Bajaj Finance led the gainers, rising 1.69 per cent to ₹8,739.90, followed by Tata Consumer Products (1.59 per cent), HDFC Bank (1.22 per cent), Apollo Hospitals (0.95 per cent), and Nestle India (0.57 per cent).
In the derivatives segment, long build-up was observed in stocks such as PNB Housing, Max Healthcare, Axis Bank, ICICI Bank, and Torrent Pharma, while significant short build-up was seen in Hindustan Zinc, Persistent Systems, Coforge, CG Power, and Tata Motors.
On the commodities front, gold witnessed profit-booking with prices down by ₹650 at ₹89,450 on MCX. “Gold witnessed profit booking with prices down by ₹650 at ₹89,450 in MCX, following the official announcement of tariff pricing,” said Jateen Trivedi, VP Research Analyst at LKP Securities.
Oil markets witnessed a dramatic plunge, with WTI crude tumbling 6.4 per cent on Thursday. “WTI crude oil plummeted by 6.4 per cent on Thursday, marking its steepest decline since 2022, falling below $66 per barrel, following OPEC+’s announcement that it plans to increase oil production more than expected in May,” explained Kaynat Chainwala, AVP-Commodity Research, Kotak Securities.
The Indian rupee gained strength against the dollar, closing at 85.23, up by 20 paise. “Rupee traded positive with gains of 0.16rs at 85.20, supported by weakness in crude prices, which helped the rupee maintain strength,” said Jateen Trivedi.
Foreign Institutional Investors (FIIs) continued their selling spree, offloading ₹10,246.51 crore worth of Indian equities in the first three days of April. “FPI flows are expected to remain volatile,” cautioned Shrikant Chouhan, Head Equity Research, Kotak Securities.
FIIs/FPIs reported a net outflow of ₹2,806 crore, while DIIs registered a net inflow of ₹221.47 crore. Clients saw a net outflow of ₹203.16 crore, NRIs recorded a net inflow of ₹4.34 crore, and proprietary traders contributed a net inflow of ₹199.06 crore.
Looking ahead, market participants will closely monitor developments on US tariff policies, the upcoming RBI monetary policy decision, and the commencement of the Q4FY25 earnings season. “As Q4 approaches, a sequential improvement in corporate performance is anticipated. However, prevailing weak market sentiment suggests that the phase of consolidation may persist in the near term,” added Vinod Nair.

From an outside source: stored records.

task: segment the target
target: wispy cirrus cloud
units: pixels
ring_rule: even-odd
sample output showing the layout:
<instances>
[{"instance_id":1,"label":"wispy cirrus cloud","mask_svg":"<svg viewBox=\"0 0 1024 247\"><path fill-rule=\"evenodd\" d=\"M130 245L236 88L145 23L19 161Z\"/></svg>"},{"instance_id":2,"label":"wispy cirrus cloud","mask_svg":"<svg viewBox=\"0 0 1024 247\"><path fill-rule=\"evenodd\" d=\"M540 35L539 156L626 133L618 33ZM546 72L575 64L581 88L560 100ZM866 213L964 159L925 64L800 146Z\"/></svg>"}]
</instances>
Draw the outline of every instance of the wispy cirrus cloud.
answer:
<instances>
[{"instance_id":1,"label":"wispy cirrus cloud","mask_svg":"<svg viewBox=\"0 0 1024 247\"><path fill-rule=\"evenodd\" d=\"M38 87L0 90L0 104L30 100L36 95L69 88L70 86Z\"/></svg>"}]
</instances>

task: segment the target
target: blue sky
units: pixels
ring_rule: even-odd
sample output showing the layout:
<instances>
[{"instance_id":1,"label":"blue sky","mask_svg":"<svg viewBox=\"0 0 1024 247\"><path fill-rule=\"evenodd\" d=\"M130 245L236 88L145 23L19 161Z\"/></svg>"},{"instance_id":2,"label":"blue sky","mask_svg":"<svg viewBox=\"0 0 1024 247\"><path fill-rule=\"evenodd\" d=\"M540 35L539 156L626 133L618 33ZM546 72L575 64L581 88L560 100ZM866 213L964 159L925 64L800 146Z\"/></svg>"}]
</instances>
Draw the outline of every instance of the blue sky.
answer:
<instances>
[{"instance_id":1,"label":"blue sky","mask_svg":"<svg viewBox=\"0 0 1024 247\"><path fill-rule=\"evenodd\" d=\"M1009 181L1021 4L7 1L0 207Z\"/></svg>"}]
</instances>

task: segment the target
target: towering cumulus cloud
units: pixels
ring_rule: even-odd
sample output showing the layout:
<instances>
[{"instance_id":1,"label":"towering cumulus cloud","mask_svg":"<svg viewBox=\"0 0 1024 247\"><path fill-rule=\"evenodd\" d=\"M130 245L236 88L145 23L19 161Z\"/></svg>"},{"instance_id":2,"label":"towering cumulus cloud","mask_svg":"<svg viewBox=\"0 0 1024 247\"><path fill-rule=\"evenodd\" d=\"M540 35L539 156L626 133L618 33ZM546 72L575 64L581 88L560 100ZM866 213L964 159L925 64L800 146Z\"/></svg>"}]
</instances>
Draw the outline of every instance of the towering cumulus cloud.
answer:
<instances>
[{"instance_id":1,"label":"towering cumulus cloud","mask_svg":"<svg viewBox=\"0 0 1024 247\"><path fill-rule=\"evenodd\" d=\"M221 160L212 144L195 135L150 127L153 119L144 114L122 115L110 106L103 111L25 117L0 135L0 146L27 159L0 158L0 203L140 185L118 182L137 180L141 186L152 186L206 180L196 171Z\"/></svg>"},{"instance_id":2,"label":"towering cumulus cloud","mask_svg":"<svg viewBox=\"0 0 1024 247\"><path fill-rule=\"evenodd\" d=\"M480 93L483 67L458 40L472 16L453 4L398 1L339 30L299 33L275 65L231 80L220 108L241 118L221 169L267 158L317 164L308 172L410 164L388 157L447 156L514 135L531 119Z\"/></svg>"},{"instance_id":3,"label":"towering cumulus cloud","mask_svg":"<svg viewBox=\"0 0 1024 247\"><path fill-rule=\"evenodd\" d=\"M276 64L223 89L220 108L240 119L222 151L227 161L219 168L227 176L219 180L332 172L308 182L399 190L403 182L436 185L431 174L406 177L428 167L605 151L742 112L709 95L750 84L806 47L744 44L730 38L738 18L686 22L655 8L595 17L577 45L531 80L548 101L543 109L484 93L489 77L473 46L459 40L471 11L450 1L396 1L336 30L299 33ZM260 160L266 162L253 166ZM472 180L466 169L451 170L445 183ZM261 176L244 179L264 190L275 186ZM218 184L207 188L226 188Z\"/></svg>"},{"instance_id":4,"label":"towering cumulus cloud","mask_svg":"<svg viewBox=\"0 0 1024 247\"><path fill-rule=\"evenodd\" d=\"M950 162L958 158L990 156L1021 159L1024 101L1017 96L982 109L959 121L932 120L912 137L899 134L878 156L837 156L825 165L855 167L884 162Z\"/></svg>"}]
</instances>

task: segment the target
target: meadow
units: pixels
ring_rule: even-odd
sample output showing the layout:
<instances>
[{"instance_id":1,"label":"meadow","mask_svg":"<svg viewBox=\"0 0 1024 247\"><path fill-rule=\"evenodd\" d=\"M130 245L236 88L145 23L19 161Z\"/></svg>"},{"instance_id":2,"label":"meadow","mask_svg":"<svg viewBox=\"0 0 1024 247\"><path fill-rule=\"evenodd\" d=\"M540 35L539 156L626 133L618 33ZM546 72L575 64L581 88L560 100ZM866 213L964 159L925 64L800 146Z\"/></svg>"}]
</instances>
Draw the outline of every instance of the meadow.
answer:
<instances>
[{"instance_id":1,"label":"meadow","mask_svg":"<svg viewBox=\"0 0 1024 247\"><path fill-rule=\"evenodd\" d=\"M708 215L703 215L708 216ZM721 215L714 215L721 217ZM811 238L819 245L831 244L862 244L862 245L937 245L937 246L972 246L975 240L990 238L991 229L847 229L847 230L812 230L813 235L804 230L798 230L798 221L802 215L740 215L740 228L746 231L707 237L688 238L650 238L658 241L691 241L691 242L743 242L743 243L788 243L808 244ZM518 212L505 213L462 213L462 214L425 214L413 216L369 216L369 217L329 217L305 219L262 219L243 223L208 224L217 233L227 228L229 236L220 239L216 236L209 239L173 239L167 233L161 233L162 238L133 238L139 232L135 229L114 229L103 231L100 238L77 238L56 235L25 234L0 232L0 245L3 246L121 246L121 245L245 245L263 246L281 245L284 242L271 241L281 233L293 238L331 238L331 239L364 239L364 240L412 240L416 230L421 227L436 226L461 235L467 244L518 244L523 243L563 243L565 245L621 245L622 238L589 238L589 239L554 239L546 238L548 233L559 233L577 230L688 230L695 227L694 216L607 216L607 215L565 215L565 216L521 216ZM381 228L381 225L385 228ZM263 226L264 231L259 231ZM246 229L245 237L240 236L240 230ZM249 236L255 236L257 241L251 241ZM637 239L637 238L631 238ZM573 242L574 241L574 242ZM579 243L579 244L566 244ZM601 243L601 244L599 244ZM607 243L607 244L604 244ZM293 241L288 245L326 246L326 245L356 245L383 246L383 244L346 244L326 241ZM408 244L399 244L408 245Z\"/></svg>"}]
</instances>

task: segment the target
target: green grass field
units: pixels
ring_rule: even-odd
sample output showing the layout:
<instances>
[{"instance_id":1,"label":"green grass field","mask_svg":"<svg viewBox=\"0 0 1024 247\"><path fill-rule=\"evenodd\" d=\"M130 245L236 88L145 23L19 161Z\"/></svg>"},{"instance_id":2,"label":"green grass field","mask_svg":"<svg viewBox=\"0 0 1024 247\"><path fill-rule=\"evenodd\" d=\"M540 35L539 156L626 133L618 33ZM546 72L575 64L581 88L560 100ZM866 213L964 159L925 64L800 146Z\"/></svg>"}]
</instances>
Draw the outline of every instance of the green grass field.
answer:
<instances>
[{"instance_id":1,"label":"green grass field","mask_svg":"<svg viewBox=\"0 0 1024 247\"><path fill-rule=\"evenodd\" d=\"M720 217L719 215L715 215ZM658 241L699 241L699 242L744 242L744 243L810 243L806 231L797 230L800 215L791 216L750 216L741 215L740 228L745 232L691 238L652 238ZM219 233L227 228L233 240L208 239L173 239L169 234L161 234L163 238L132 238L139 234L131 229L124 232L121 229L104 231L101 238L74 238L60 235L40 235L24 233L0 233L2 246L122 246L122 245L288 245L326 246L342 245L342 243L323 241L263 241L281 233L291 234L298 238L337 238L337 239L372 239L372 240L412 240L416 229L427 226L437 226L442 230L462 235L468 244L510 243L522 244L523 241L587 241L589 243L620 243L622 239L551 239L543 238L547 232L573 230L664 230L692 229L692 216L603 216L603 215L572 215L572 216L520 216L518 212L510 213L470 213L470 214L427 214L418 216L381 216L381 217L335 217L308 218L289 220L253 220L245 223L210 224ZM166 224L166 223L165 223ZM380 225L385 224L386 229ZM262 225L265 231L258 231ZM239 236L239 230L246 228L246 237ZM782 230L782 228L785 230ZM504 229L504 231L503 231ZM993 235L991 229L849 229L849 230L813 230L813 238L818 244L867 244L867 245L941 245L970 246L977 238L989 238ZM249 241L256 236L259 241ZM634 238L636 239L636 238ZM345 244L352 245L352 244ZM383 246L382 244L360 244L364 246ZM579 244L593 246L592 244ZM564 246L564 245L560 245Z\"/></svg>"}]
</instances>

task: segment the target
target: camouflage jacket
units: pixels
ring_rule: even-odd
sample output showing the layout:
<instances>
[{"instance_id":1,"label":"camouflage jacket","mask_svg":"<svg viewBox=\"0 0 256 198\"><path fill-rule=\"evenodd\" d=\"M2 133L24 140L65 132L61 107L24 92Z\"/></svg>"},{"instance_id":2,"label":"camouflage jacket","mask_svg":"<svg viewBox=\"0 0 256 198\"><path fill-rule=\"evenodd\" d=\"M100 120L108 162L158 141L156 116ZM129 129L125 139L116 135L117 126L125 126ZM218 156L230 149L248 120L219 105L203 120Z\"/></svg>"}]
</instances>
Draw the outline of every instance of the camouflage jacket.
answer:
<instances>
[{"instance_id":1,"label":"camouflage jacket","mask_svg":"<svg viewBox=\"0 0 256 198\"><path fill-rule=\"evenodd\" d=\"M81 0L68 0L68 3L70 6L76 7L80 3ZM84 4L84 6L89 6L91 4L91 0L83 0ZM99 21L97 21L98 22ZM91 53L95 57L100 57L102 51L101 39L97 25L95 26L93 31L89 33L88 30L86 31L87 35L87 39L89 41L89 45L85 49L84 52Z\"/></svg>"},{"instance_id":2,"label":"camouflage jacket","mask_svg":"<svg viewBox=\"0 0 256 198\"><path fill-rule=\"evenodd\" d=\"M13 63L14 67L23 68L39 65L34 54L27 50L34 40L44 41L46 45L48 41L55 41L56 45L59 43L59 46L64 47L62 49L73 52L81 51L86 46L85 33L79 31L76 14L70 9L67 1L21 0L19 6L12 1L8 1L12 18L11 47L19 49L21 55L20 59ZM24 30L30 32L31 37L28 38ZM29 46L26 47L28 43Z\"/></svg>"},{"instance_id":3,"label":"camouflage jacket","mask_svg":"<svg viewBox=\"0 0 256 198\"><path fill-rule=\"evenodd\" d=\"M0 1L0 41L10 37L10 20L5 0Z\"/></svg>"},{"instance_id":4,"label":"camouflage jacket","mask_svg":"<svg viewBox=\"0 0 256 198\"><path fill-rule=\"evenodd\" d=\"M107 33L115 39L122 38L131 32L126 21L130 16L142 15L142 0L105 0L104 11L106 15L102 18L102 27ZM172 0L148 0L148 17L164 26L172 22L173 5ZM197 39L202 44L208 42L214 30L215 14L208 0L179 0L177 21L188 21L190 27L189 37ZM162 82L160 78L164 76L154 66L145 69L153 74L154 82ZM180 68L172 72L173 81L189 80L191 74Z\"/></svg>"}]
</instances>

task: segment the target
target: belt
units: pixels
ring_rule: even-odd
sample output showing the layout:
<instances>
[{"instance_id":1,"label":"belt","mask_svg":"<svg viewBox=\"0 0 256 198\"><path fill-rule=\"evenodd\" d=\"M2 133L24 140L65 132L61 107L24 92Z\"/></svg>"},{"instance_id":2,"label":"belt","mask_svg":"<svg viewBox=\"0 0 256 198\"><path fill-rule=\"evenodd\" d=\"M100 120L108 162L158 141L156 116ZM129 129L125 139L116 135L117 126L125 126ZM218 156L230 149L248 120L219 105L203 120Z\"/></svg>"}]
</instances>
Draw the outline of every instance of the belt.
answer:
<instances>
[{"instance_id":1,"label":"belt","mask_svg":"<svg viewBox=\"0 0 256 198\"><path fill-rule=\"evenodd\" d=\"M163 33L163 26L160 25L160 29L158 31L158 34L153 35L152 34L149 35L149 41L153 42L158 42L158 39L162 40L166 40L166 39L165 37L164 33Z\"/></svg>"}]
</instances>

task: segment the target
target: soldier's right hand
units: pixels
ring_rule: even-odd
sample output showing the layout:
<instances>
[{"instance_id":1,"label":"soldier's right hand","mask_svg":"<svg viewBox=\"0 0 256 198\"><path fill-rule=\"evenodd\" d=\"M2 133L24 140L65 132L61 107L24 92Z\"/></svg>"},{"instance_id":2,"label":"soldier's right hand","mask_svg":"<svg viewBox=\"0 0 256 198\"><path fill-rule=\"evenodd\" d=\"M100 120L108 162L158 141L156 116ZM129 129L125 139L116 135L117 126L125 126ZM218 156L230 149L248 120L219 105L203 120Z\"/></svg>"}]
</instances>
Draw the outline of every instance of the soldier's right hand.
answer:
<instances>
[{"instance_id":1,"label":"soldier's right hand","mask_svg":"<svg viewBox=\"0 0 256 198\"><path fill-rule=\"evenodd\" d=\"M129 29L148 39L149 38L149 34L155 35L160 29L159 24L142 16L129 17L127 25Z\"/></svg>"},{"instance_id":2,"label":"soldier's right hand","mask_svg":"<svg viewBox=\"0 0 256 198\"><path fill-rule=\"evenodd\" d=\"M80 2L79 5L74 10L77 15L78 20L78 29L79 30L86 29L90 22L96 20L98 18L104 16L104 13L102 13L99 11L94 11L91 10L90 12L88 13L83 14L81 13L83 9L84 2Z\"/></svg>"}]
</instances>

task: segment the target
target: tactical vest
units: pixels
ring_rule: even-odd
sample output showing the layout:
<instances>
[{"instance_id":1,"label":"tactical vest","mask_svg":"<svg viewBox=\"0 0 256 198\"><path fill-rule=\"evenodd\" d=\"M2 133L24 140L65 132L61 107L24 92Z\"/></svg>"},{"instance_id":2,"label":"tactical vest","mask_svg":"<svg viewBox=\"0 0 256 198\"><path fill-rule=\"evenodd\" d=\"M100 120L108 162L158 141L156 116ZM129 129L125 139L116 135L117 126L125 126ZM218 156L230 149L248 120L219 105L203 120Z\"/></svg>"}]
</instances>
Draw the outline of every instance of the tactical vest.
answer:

Technical analysts suggest the Nifty could face further pressure if it breaks below the 22,800 level. “The next support for Nifty is seen near 22700, where 61.8 per cent retracement of the entire rally seen from 21964 to 23869 is placed,” said Nandish Shah, Deputy Vice-President, HDFC Securities.
As global markets grapple with the implications of heightened trade tensions, Indian equity indices could experience continued volatility in the coming sessions, with investors remaining cautious amid concerns of potential retaliatory measures from major trading partners and their impact on global economic growth.